- Born: 1954
- Education: University of Manchester
- Scientific career
- Workplaces: Swinburne University

= Elaine Saunders (scientist) =

Engineer, audiologist, inventor and researcher

Elaine Saunders (born 1954)' is an associate professor at the Swinburne University of Technology and executive director of Blamey Saunders, as well as an inventor, entrepreneur. She was elected a Fellow of the Australian Academy of Science Technology and Engineering in 2019. She is one of only nine women out of 160 to win the Clunies Ross award for entrepreneurship, and has won many other awards, as well as given numerous keynote addresses on the value of entrepreneurship and innovation in STEMM.

== Early life and career ==
Saunders' career is based on helping relieve the burden of people who have hearing loss. She co-founded the hearing aid company, Blamey Saunders Hears, with Professor Peter Blamey. She currently works at Swinburne University and the Bionics Institute. She has described how she was inspired to work in hearing as her father was deaf." I was inspired to do that as a missionary entrepreneur kind of thing because my dad was deaf and I saw how he just wanted good hearing aids. The technology just wasn’t good enough. That got me working with deaf kids as a volunteer. I thought the problem there was even worse. I didn’t really know how you could address the problem, but I was really interested to work in the field. Then, when I think about it all the jobs that I’ve had since my first career jobs, I was always the first appointee, so I was always quite entrepreneurial in them."

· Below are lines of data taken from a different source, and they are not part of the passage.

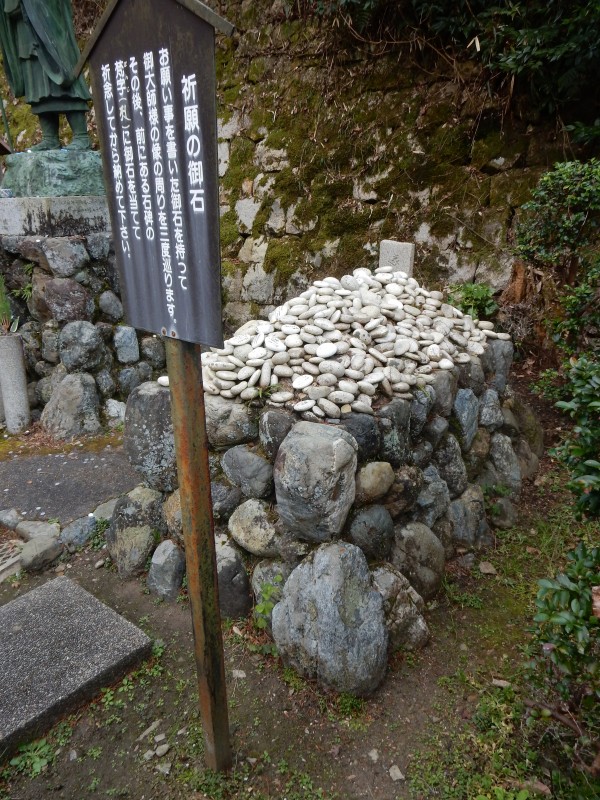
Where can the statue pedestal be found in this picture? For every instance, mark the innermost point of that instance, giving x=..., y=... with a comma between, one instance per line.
x=54, y=173
x=53, y=216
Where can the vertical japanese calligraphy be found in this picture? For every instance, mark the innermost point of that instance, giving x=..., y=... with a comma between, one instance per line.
x=157, y=120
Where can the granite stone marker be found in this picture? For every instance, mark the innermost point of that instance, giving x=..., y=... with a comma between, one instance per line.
x=58, y=647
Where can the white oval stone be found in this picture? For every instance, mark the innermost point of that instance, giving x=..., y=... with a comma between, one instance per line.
x=237, y=341
x=330, y=409
x=274, y=344
x=302, y=381
x=258, y=352
x=281, y=397
x=303, y=405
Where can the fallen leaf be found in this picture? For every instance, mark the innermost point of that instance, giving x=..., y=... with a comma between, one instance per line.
x=537, y=786
x=596, y=601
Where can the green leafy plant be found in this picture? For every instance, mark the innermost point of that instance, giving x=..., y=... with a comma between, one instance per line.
x=476, y=299
x=8, y=324
x=565, y=646
x=581, y=450
x=33, y=758
x=562, y=218
x=269, y=597
x=98, y=538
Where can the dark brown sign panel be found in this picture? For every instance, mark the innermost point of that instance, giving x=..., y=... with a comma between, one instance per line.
x=153, y=77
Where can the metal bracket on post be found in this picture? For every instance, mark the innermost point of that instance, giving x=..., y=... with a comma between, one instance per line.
x=191, y=443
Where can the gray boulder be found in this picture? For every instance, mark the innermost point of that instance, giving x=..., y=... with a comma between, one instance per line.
x=330, y=623
x=78, y=533
x=148, y=436
x=372, y=529
x=74, y=408
x=528, y=461
x=403, y=608
x=435, y=430
x=10, y=518
x=365, y=430
x=445, y=385
x=420, y=557
x=166, y=571
x=477, y=456
x=248, y=470
x=450, y=465
x=153, y=351
x=225, y=499
x=421, y=454
x=421, y=406
x=129, y=378
x=137, y=524
x=503, y=514
x=80, y=346
x=228, y=423
x=273, y=426
x=111, y=306
x=105, y=383
x=505, y=462
x=126, y=344
x=67, y=300
x=469, y=525
x=465, y=413
x=314, y=480
x=408, y=481
x=39, y=553
x=63, y=256
x=490, y=410
x=393, y=420
x=30, y=529
x=471, y=375
x=251, y=526
x=433, y=499
x=496, y=363
x=373, y=481
x=234, y=587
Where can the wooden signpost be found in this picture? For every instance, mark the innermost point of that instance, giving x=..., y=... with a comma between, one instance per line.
x=153, y=77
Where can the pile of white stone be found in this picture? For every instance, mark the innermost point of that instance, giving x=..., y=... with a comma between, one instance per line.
x=342, y=343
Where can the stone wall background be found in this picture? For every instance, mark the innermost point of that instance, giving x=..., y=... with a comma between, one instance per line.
x=82, y=360
x=327, y=146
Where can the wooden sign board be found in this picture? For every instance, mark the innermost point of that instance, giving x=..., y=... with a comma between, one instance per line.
x=153, y=78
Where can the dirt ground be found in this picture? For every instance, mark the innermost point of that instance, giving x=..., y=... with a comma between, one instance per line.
x=289, y=739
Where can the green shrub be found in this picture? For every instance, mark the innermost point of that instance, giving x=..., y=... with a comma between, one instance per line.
x=562, y=218
x=581, y=451
x=476, y=299
x=578, y=326
x=566, y=641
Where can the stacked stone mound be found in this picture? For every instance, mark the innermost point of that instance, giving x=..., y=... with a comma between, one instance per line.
x=342, y=342
x=82, y=361
x=353, y=511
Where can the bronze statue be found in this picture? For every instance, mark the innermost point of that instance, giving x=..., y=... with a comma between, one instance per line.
x=40, y=52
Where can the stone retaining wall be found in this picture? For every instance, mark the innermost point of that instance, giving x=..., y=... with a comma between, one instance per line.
x=346, y=522
x=67, y=289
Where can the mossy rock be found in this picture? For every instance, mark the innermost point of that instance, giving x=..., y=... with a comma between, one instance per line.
x=514, y=188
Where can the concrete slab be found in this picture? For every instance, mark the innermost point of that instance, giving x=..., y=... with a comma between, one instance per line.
x=399, y=255
x=58, y=647
x=64, y=487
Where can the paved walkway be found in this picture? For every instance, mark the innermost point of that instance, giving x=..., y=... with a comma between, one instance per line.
x=64, y=487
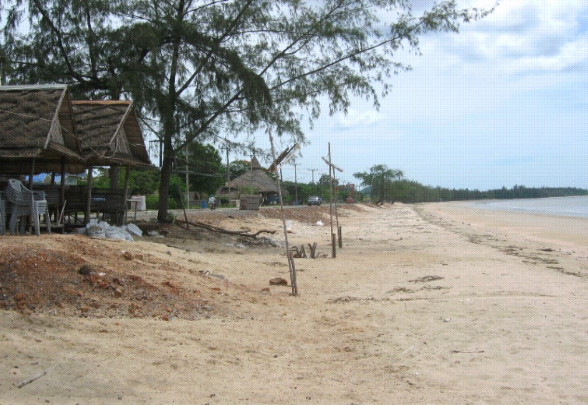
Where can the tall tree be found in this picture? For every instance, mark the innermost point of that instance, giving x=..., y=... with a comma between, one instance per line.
x=380, y=179
x=202, y=67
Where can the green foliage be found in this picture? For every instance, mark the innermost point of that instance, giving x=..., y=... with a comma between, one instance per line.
x=152, y=202
x=380, y=179
x=207, y=173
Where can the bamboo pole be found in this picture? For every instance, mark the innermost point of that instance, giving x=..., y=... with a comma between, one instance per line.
x=288, y=253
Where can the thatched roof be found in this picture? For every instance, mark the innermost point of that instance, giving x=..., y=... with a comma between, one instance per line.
x=256, y=178
x=36, y=122
x=109, y=132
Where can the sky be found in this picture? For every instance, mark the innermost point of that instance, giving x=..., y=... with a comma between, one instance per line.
x=502, y=103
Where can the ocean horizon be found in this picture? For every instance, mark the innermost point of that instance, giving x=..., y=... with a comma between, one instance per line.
x=576, y=206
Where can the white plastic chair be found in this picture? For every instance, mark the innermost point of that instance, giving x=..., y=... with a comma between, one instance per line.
x=24, y=203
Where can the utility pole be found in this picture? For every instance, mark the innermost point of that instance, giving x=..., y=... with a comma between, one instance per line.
x=312, y=170
x=187, y=178
x=332, y=169
x=295, y=185
x=228, y=175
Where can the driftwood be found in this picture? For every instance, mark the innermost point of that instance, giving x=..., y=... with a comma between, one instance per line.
x=301, y=252
x=212, y=228
x=35, y=377
x=298, y=253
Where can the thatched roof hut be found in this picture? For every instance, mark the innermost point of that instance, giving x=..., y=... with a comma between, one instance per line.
x=255, y=180
x=109, y=133
x=37, y=129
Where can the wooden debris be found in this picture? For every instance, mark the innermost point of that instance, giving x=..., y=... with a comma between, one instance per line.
x=278, y=281
x=425, y=279
x=212, y=228
x=35, y=377
x=312, y=250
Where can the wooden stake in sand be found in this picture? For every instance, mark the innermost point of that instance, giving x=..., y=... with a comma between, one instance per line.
x=332, y=169
x=288, y=253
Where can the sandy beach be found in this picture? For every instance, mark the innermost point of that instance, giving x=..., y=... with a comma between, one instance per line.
x=424, y=304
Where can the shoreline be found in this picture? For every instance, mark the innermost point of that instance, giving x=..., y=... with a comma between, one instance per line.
x=567, y=232
x=432, y=303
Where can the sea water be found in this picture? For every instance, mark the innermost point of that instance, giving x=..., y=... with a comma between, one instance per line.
x=560, y=206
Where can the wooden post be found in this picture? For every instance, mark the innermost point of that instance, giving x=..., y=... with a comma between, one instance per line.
x=88, y=195
x=126, y=195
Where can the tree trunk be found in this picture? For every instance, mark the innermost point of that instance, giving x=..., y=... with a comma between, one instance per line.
x=164, y=185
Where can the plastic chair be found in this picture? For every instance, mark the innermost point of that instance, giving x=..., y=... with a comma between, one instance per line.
x=3, y=209
x=24, y=203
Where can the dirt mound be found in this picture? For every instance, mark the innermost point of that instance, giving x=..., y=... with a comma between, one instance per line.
x=35, y=277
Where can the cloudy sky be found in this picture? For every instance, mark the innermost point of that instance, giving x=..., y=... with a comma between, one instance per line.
x=503, y=103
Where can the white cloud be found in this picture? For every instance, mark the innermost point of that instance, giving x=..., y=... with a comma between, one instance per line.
x=356, y=118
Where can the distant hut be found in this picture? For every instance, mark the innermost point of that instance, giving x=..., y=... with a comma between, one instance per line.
x=37, y=131
x=255, y=181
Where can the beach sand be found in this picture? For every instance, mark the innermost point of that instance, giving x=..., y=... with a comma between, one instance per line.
x=425, y=304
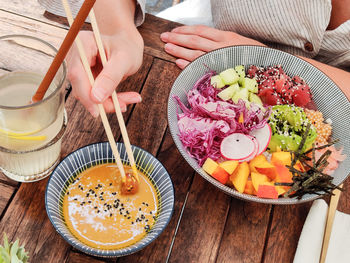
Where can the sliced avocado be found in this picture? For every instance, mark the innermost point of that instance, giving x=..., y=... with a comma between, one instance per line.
x=217, y=82
x=250, y=84
x=229, y=76
x=227, y=93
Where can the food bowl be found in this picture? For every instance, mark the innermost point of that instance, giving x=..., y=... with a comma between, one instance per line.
x=328, y=97
x=96, y=154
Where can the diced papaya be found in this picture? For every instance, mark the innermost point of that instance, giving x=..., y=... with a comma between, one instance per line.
x=249, y=188
x=267, y=191
x=256, y=161
x=229, y=166
x=283, y=175
x=258, y=179
x=280, y=190
x=209, y=166
x=268, y=169
x=221, y=175
x=284, y=158
x=240, y=176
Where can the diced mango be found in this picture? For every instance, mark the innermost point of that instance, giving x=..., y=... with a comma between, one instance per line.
x=284, y=158
x=209, y=166
x=283, y=175
x=249, y=188
x=229, y=166
x=221, y=175
x=267, y=168
x=258, y=179
x=254, y=162
x=240, y=176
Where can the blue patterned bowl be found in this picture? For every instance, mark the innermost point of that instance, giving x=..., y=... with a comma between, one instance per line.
x=328, y=97
x=100, y=153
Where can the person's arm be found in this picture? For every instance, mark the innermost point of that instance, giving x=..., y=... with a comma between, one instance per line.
x=339, y=76
x=189, y=42
x=124, y=49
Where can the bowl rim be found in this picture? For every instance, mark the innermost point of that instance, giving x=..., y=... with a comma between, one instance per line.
x=110, y=253
x=224, y=188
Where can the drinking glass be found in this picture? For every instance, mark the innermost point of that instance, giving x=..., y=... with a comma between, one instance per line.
x=30, y=133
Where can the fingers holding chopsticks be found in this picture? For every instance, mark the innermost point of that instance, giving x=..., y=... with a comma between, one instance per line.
x=107, y=78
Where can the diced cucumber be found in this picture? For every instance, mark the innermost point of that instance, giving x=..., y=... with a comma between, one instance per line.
x=229, y=76
x=250, y=84
x=255, y=99
x=217, y=82
x=241, y=73
x=227, y=93
x=241, y=94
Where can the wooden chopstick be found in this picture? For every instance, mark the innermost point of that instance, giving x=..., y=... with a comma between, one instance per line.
x=63, y=50
x=329, y=224
x=114, y=95
x=87, y=68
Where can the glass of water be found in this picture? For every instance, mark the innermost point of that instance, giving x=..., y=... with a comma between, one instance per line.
x=30, y=133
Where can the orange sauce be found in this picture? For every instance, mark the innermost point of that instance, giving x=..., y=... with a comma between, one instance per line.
x=99, y=216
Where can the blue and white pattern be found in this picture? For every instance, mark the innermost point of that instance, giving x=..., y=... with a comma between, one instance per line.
x=100, y=153
x=328, y=97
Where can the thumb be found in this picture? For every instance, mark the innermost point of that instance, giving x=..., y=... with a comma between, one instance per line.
x=107, y=81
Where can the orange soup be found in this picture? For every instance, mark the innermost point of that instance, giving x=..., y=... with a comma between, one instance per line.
x=99, y=216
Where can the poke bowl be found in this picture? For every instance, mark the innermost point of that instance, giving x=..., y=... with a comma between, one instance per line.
x=113, y=205
x=325, y=98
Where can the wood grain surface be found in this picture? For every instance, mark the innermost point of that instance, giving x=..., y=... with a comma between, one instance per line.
x=207, y=225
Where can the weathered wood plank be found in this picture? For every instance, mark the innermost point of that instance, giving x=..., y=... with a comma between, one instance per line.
x=181, y=174
x=202, y=224
x=344, y=201
x=148, y=123
x=6, y=193
x=245, y=231
x=76, y=257
x=8, y=181
x=286, y=226
x=26, y=219
x=150, y=31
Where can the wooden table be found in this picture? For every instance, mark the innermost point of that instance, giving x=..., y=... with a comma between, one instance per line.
x=207, y=225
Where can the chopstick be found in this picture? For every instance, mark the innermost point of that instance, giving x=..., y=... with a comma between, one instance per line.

Saunders is the head of an audiology clinic team who work in audiology and research on hearing aids. The team has launched an online hearing test that conducts analysis of hearing for speech sounds.

Saunders also was a co-founder and CEO of the company "Dynamic Hearing", (which later became Cirrus Logic), which focused on supplying digital signal processing for ultra-low power chips as part of products which include Bluetooth headsets and hearing aids.

== Education ==
Saunders obtained a BSc (Hon) in chemical physics from the University of Manchester, England. She then obtained a master's degree in clinical audiology, also at the University of Manchester, and then a PhD in biomedical engineering from the University of Southampton. She worked within England, with positions as a clinical audiologist and lecturer in audiology. She then moved back to Australia in 1984 and subsequently worked as a clinical and research audiologist.

== STEMM careers and advocacy ==
Saunders is an advocate of using education and training in STEMM in biotechnical careers, and has appeared and spoken at many STEMM careers events, encouraging others to 'use STEMM to do good in the world'. She has also given presentations about the benefit of STEMM careers to students and parents of students. She is also an advocate of Women in STEMM and encouraging women to study, and work in STEMM. Saunders has been involved with supporting and mentoring many women in STEMM careers, from early to mid-career researchers.

== Awards and prizes ==
Saunders was one of the only nine women of the 160 winners of the Clunies Ross award for inventors and entrepreneurs. She has won numerous other prizes including:
- Fellow of the Academy of Science and Technology and Engineering (2019).
- BioMelbourne Network's inaugural Women in Leadership Award (2015).
- Asia's Leading Woman in Healthcare (2011).
- Victorian Pearcey Entrepreneur Award (2011).
- American Academy of Audiology's Award for Achievement in Industry (2010).
- Melbourne Award for Contribution to Community by an Individual (2012).
- AFR Australia's 100 most influential women (2015).
- Clunies Ross Entrepreneur of the Year award (2016).

== Works ==

Saunders was co-author with John Bamford of Hearing Impairment, Auditory Perception, and Language Sisability, first published in 1985 by E. Arnold, with a second edition in 1991 by Whurr Publishers.

Saunders was a co-producer of a play, The Sound of Waves performed in 2014 in Melbourne. The play was centred around the life experience and story of a girl who is profoundly deaf (played by Jodie Harris). The protagonist of the play was a trial patient who received a cochlear implant in 1999.

Her autobiography, Sounds of Silence, was published by New Holland in 2015. In 2019 the book she edited, Tele-audiology and the Optimization of Hearing Health Care Delivery, was published by Hershey.